Last Thursday, the United States Senate Committee on the Judiciary released a .PDF copy of the bipartisan questionnaire Elena Kagan, President Obama's most-recent nominee to the Supreme Court, is expected to complete. Her responses will be available online soon.

Although the questionnaire is pretty exhaustive — "supply four (4) copies of all community-wide letters, emails, or other communications you sent to the Harvard Law School or the Harvard undergraduate community, including the student body or faculty in your capacity as Dean of the Harvard Law School, including those related to Harvard's antidiscrimination policy and/or its implementation," for example — the committee did not request copies of Kagan's undergraduate and graduate school theses. Nonetheless, the White House will make the two essays available to the public, Politico reports today.

At Oxford University, where Kagan read for a master's degree, she wrote an essay on the exclusionary rule. Before that, as an undergraduate at Princeton University, Kagan produced a 156-page senior thesis, called "To the Final Conflict: Socialism in New York City, 1900-1933," under the tutelage of eminent American historian Sean Wilentz. According to Politico, RedState.com, a conservative website, a word in that title raised — ahem — a red flag.
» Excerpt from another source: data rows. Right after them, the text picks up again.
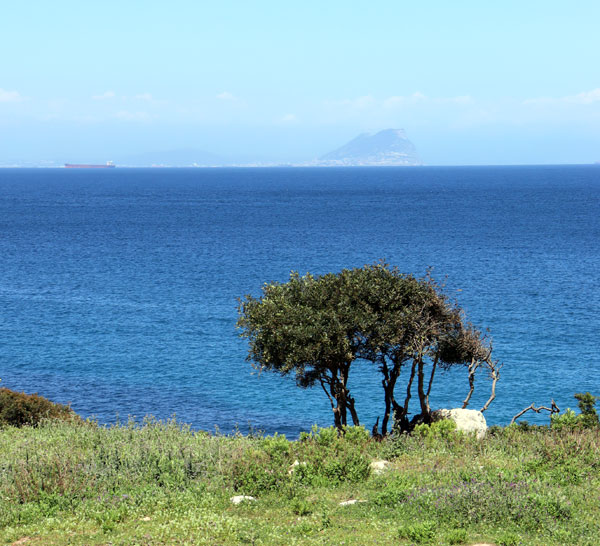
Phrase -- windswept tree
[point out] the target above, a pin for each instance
(317, 327)
(305, 327)
(410, 325)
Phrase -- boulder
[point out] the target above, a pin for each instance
(471, 421)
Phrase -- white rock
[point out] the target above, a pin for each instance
(379, 467)
(351, 501)
(466, 420)
(294, 465)
(241, 498)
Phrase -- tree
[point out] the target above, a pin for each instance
(303, 327)
(317, 327)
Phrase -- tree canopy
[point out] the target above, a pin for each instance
(316, 328)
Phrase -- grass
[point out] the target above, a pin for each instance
(162, 483)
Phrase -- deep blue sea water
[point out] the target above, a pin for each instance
(118, 287)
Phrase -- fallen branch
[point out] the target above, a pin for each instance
(494, 370)
(552, 410)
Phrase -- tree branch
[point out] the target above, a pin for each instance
(553, 409)
(495, 375)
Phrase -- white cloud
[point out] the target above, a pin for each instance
(144, 96)
(226, 95)
(360, 103)
(585, 97)
(126, 115)
(288, 118)
(104, 96)
(416, 97)
(10, 96)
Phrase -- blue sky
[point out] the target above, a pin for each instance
(471, 82)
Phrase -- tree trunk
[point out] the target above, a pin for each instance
(425, 414)
(388, 386)
(400, 412)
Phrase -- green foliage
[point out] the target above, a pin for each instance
(509, 539)
(315, 327)
(421, 533)
(587, 419)
(18, 409)
(456, 536)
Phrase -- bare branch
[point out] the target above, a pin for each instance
(472, 369)
(495, 375)
(553, 409)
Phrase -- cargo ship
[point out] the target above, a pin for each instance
(107, 165)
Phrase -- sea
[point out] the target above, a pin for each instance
(119, 287)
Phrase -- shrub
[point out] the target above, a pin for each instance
(18, 409)
(418, 532)
(569, 420)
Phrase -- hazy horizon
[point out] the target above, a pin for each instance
(471, 83)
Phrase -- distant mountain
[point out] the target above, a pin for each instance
(172, 158)
(387, 147)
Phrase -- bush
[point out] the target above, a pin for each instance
(569, 420)
(18, 409)
(418, 532)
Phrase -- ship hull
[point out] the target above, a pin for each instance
(84, 166)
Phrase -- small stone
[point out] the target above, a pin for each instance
(294, 465)
(379, 467)
(351, 501)
(241, 498)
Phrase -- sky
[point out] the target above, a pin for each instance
(471, 82)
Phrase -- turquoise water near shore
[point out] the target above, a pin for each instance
(118, 287)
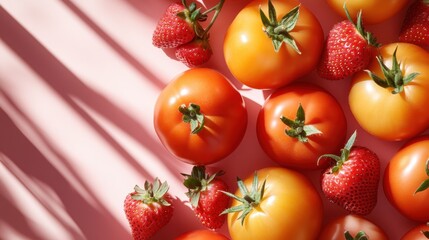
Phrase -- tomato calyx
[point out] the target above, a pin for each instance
(151, 193)
(393, 77)
(425, 184)
(197, 182)
(368, 36)
(192, 115)
(344, 156)
(361, 235)
(298, 128)
(278, 31)
(250, 199)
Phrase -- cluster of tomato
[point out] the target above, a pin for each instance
(200, 117)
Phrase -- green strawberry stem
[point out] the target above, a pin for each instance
(345, 152)
(298, 128)
(279, 31)
(151, 193)
(425, 184)
(192, 115)
(361, 235)
(426, 233)
(393, 77)
(250, 199)
(197, 182)
(368, 36)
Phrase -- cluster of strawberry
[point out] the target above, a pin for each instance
(150, 208)
(180, 29)
(349, 47)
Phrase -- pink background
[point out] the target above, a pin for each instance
(78, 84)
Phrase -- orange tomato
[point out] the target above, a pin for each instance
(290, 208)
(405, 172)
(221, 106)
(249, 52)
(417, 233)
(202, 234)
(335, 229)
(371, 12)
(321, 111)
(393, 116)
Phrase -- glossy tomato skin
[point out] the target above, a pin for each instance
(335, 229)
(291, 207)
(389, 116)
(416, 233)
(223, 108)
(202, 234)
(321, 110)
(249, 52)
(404, 174)
(371, 13)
Last week, the site posted a copy of the essay in-full online. On Friday, Daniel Linke, a Princeton archivist, requested it be removed. RedState.com complied.

If you want to read an official copy of Kagan's thesis, Princeton has posted instructions on its website.

Due to copyright considerations, the entire thesis cannot be provided online. However, a copy may be obtained by ordering it through the Princeton University Archives at the Mudd Manuscript Library.

If, as Politico reports, the White House releases the thesis gratis, in the interests of transparency, it'll save interested readers a lot of money. The cost of an official version, from Princeton? $54.60, payable by Visa or MasterCard only.